Never mentioned is the fact that commercial flocks, both egg layers and fryers, live in totally enclosed environments and the only pathogens they are exposed to are brought in on the boots of the workers who tend them. Workers who are likely to be low-paid illegals.
Illegals who don’t understand or just don’t care about adhering to a kindergarten-level of biosafety and sanitation.

99% of avian flu in commercial flocks is preventable with the simplest of measures. This is never discussed. Why not?

    midge.hammer in reply to Dolce Far Niente. | December 23, 2024 at 9:05 am

    If this is true, how could it be less economically feasible for commercial producers to allow it than to educate on, require and enforce the simplest of measures?

More hoaxing. Our government is lying. (Big surprise there, right?) They are using the PCR test which test for the presence of genetic material. It does not detect the virus and it does not indicate infection. This is another Manufactured Biological Hysteria Hoax. This is the SAME that they use for the COVID hoax. Is there a virus? Yes. Is it a problem? No. They use amplified PCR tests to show an ignorant public something that triggers hysteria. A population ignorant of biological processes will fall for any. This is another false flag created by big pharma.

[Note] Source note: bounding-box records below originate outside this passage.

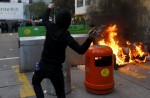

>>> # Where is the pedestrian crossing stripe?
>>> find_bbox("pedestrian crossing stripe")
[12,65,35,98]
[134,63,150,70]
[118,68,147,79]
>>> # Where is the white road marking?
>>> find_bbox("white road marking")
[0,57,19,61]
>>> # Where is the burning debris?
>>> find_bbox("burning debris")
[91,25,147,65]
[87,0,150,65]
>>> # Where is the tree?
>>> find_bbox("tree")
[29,0,47,20]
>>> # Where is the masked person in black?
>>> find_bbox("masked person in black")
[32,3,97,98]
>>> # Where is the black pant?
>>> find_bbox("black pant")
[32,64,66,98]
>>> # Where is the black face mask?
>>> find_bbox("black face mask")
[56,9,71,29]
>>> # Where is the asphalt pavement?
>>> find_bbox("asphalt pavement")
[0,33,150,98]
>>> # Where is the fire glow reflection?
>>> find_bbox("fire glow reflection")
[94,25,146,65]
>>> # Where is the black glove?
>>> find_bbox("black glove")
[89,25,106,39]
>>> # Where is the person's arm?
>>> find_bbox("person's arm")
[67,34,93,54]
[67,26,105,54]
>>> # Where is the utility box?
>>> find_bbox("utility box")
[84,45,115,94]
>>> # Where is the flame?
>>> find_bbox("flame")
[94,25,146,65]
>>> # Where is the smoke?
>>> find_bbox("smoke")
[87,0,150,41]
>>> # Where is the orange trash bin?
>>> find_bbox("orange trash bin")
[84,45,115,94]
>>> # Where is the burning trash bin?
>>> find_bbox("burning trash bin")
[84,45,115,94]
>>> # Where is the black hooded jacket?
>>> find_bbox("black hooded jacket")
[42,9,92,65]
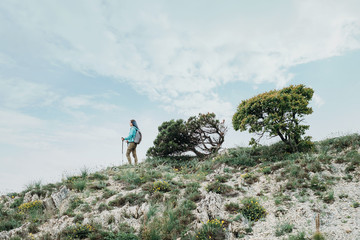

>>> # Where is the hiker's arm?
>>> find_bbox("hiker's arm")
[124,128,136,140]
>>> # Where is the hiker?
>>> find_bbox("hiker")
[121,119,139,165]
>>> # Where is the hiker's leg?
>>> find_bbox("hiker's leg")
[132,143,137,165]
[126,143,131,164]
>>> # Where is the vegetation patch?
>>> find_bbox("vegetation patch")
[109,193,146,207]
[225,202,240,213]
[240,197,267,222]
[206,182,233,195]
[195,219,226,240]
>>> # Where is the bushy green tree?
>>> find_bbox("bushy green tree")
[147,119,191,157]
[232,85,314,152]
[147,113,226,157]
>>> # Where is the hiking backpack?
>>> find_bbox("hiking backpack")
[134,129,142,144]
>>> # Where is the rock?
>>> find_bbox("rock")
[24,192,32,203]
[123,203,149,219]
[229,221,248,234]
[43,198,56,212]
[31,194,39,201]
[196,192,224,223]
[51,186,69,208]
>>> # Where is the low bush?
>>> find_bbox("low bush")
[152,180,170,193]
[240,198,267,222]
[195,219,226,240]
[109,193,146,207]
[275,222,294,237]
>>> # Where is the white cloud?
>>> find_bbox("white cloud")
[0,78,58,109]
[313,93,325,107]
[62,95,120,111]
[3,0,360,117]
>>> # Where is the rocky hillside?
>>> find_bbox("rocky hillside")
[0,134,360,240]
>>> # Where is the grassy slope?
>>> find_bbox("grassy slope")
[0,134,360,239]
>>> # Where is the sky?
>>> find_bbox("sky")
[0,0,360,193]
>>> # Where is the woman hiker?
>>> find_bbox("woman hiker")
[121,119,139,165]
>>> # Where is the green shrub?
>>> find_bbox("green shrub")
[288,232,306,240]
[71,179,86,192]
[261,167,271,174]
[0,218,22,232]
[109,193,146,207]
[312,232,325,240]
[240,198,267,222]
[195,219,226,240]
[73,214,84,224]
[10,197,24,208]
[146,113,227,158]
[18,200,43,214]
[98,203,111,212]
[60,224,95,239]
[275,222,294,237]
[225,202,240,213]
[241,172,259,184]
[215,174,231,183]
[310,175,327,191]
[322,191,335,203]
[88,172,109,181]
[184,182,202,202]
[152,180,170,193]
[102,188,116,199]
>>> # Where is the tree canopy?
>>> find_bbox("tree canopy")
[147,113,227,157]
[232,85,314,151]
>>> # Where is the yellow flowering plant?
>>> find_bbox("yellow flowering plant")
[18,200,43,214]
[240,198,267,222]
[195,219,226,240]
[152,180,170,193]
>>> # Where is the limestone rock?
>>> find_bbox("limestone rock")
[31,194,39,201]
[51,186,69,208]
[24,192,32,203]
[196,192,224,222]
[43,198,56,212]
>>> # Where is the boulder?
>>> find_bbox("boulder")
[31,194,39,201]
[51,186,69,208]
[196,192,225,223]
[43,198,56,212]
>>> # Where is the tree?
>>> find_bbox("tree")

I will not comply with illegal mandates.

I started raising chickens last March. I figure my eggs cost ( material and labor) about $100 dozen. Of course now I worry about the hens.. all the time.

Egg production slows down in the winter unless the chickens are in a climate controlled environment. Most chicken houses have heaters but are not fully climate controlled.

I have been preparing to move, so I slaughtered a flock of 54 a few years ago. I started with 8 hens 10 years ago, two weeks later coyotes, racoons, possums had taken all 8. I have a lot of the 6 by 10′ do kennels so the next spring I started again with 20 hens, I bought 2 incubators and started hatching my own. I tried over wintering one year, was feeding them and still buying eggs.

I found it was better to hatch a 100 or so early spring, butchering most males for meat, having enough hens to produce eggs to store for winter use.

Eggs have a long shelf life, they do not need to be refrigerated, lasting 6 months with none going bad and as long as a year with some spoilage.

    ThePrimordialOrderedPair in reply to JohnSmith100. | December 22, 2024 at 5:50 pm

    Eggs have a long shelf life, they do not need to be refrigerated, lasting 6 months with none going bad and as long as a year with some spoilage.

    Wow. I had no idea.

    I’m going to have to look into this.

      Only if they’re unwashed. All eggs sold commercially in the USA are washed, and once they’re washed they must be fridged. In most European countries eggs are not washed, and therefore they don’t need to be fridged and people don’t.